2) It is very difficult to forgive an abusive parent for the pain of ongoing abuse. and takes a lot of energy. I remember reading in the bible about forgiving 70x7 and clocked that up in one day and thought, "What now?"
3) My conclusion was to, as far as I could, remove myself from the abuse, to detach and to protect myself any way I could, and to keep forgiving, understanding, as you have written, that the person may not been able to behave any differently. However, it is very hard for a child to remove him/herself from an abusive parent.
(That brings up a whole other issue which is, to what extent are we able to choose our behaviours, how much do genetics, brain wiring and/or childhood trauma determine our behaviours?
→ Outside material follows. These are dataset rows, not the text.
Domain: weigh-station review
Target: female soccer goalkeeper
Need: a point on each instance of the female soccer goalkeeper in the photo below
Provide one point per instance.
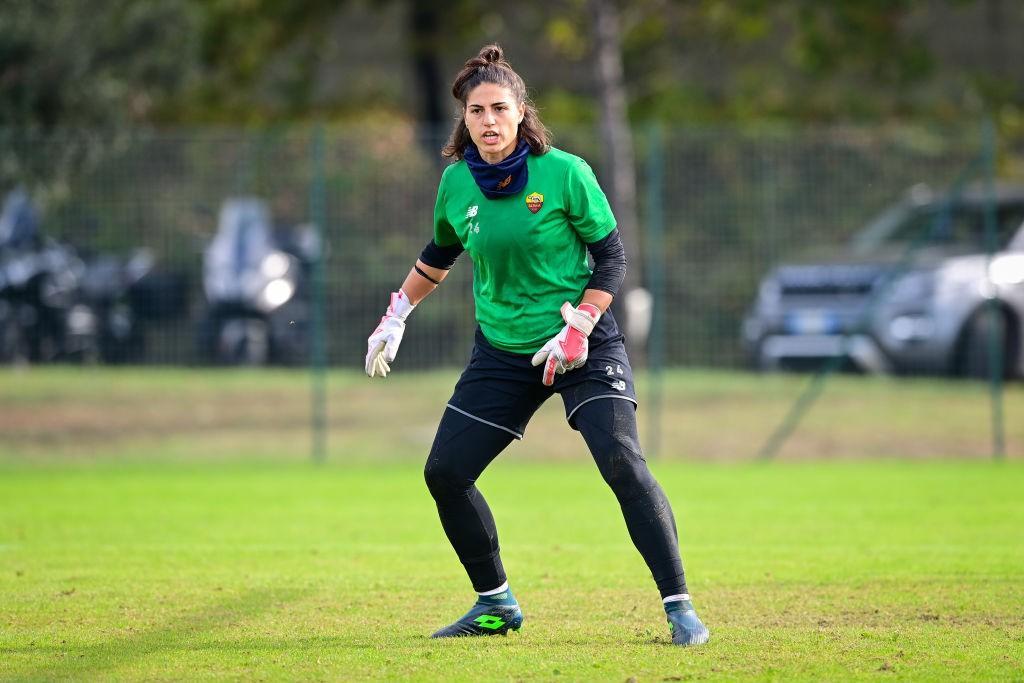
(528, 214)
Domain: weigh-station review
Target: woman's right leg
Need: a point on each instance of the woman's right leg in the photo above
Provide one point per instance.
(462, 449)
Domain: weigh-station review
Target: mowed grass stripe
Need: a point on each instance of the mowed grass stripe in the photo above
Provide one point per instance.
(287, 570)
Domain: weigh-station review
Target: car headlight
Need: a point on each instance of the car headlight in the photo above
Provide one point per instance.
(1007, 269)
(276, 293)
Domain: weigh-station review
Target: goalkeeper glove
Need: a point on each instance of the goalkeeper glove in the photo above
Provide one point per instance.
(567, 350)
(383, 343)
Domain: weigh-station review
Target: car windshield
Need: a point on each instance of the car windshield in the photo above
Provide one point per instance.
(958, 227)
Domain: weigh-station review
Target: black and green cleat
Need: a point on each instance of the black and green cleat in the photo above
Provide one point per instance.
(484, 620)
(684, 625)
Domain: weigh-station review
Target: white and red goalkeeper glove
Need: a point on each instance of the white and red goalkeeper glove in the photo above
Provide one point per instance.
(383, 343)
(567, 350)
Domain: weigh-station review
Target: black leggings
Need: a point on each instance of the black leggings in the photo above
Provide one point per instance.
(464, 446)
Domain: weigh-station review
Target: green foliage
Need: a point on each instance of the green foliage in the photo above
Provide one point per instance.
(101, 65)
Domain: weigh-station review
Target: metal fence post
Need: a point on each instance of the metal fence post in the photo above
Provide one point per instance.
(654, 243)
(996, 340)
(317, 339)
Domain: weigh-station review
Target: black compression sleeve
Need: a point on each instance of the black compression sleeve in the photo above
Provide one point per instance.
(440, 257)
(609, 263)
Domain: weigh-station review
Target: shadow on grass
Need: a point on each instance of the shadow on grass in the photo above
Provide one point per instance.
(181, 633)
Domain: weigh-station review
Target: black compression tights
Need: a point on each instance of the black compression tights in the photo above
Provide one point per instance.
(463, 447)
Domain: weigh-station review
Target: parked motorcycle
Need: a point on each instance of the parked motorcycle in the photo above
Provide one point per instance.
(57, 303)
(256, 284)
(38, 283)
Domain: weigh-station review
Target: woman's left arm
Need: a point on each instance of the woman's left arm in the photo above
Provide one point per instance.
(609, 270)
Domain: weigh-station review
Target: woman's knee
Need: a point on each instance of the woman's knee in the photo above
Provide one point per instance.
(442, 476)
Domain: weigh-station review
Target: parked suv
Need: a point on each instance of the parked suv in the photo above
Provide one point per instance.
(909, 294)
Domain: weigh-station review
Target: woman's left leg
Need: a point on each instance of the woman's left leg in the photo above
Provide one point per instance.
(609, 427)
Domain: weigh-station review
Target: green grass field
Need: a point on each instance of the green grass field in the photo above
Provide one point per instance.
(168, 524)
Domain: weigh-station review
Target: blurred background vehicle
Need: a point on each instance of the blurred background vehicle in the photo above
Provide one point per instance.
(61, 303)
(256, 282)
(909, 294)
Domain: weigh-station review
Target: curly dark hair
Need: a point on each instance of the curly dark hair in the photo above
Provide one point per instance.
(489, 66)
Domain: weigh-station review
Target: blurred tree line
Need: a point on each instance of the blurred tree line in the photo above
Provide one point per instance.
(121, 88)
(117, 62)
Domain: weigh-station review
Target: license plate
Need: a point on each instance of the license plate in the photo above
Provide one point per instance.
(811, 322)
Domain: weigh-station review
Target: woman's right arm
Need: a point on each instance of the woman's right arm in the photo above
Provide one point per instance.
(421, 281)
(426, 274)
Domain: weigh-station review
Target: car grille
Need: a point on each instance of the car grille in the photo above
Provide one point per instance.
(828, 280)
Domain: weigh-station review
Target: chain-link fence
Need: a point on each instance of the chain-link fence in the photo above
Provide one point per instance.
(730, 204)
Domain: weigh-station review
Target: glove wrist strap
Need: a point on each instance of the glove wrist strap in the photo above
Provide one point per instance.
(584, 317)
(399, 306)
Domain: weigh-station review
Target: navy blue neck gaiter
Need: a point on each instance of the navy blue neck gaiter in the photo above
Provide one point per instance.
(505, 178)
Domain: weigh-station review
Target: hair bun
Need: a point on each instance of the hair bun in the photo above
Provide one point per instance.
(492, 53)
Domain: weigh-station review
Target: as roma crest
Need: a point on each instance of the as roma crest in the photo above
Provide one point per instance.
(534, 202)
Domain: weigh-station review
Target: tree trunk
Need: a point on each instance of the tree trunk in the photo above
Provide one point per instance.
(620, 161)
(426, 38)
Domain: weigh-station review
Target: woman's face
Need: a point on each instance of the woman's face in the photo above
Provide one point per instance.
(493, 117)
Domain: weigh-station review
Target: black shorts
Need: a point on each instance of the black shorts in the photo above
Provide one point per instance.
(504, 390)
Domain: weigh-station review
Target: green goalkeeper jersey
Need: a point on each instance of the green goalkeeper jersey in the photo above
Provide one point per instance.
(528, 250)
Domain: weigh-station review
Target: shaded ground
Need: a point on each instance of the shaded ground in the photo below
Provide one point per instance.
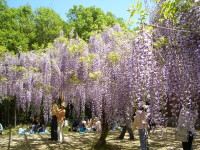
(159, 140)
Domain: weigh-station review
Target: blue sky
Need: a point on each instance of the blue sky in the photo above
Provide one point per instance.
(117, 7)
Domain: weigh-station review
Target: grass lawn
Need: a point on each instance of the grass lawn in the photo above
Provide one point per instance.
(159, 140)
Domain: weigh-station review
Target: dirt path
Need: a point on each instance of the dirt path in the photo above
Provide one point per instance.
(76, 141)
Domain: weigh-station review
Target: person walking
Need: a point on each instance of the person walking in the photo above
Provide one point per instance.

Of course, there is no definitive answer to that.)
4) I don't believe in forgetting, except in the case that there is true repentance/change on the part of the abuser. One needs one's memories for self protection. When there is true repentance, I have experienced that an improved relationship can be formed, and that the bad memories fade. It is a very rewarding experience. Unfortunately, it has never happened in my blood family.
4) To me, the quick "forgive and forget" is harmful. It encourages us to alienate ourselves from our feelings, and shows no empathy or understanding by the speaker for the one who has been hurt.
Perhaps we are not so far apart after all. Often the semantics have to be sorted out.
Maybe my "understand" and your " forgive" are part of a two step process. I would find it difficult to forgive an abusive parent who was doing ongoing harm to me. I think perhaps the first step in forgiving parents like this is to understand that they couldn't really do any better than they did.
I find that SOME folks are quick to tell others to "forgive and forget" when the self knowledge that comes from understanding grants us the power to change our point of view, helps us move past bitterness in a deeper way than a facile "I forgive you" does. Your forgiveness is clearly NOT facile or unthoughtful.
I really disagree with you on this one, Barb
Perhaps the problem is that you never had a chance to get any resolution with her. She died and left you with a boatload of feelings and no way to direct or discharge them. I know that's very hard to accept.
I had something a bit similar with my eldest sister, who died in 2016. The last few years of her life we had a very contentious relationship, rooted in conflicts over caregiving for my mother. Things got very ugly between us, and were never resolved before her death. I was tangled up in angry and hurt feelings for a long time. For me, the feelings gradually eased over time as my focus shifted to other aspects of my life. It helps to talk about it and get validation for your feelings if you can, but beyond that I think it's just a matter of time.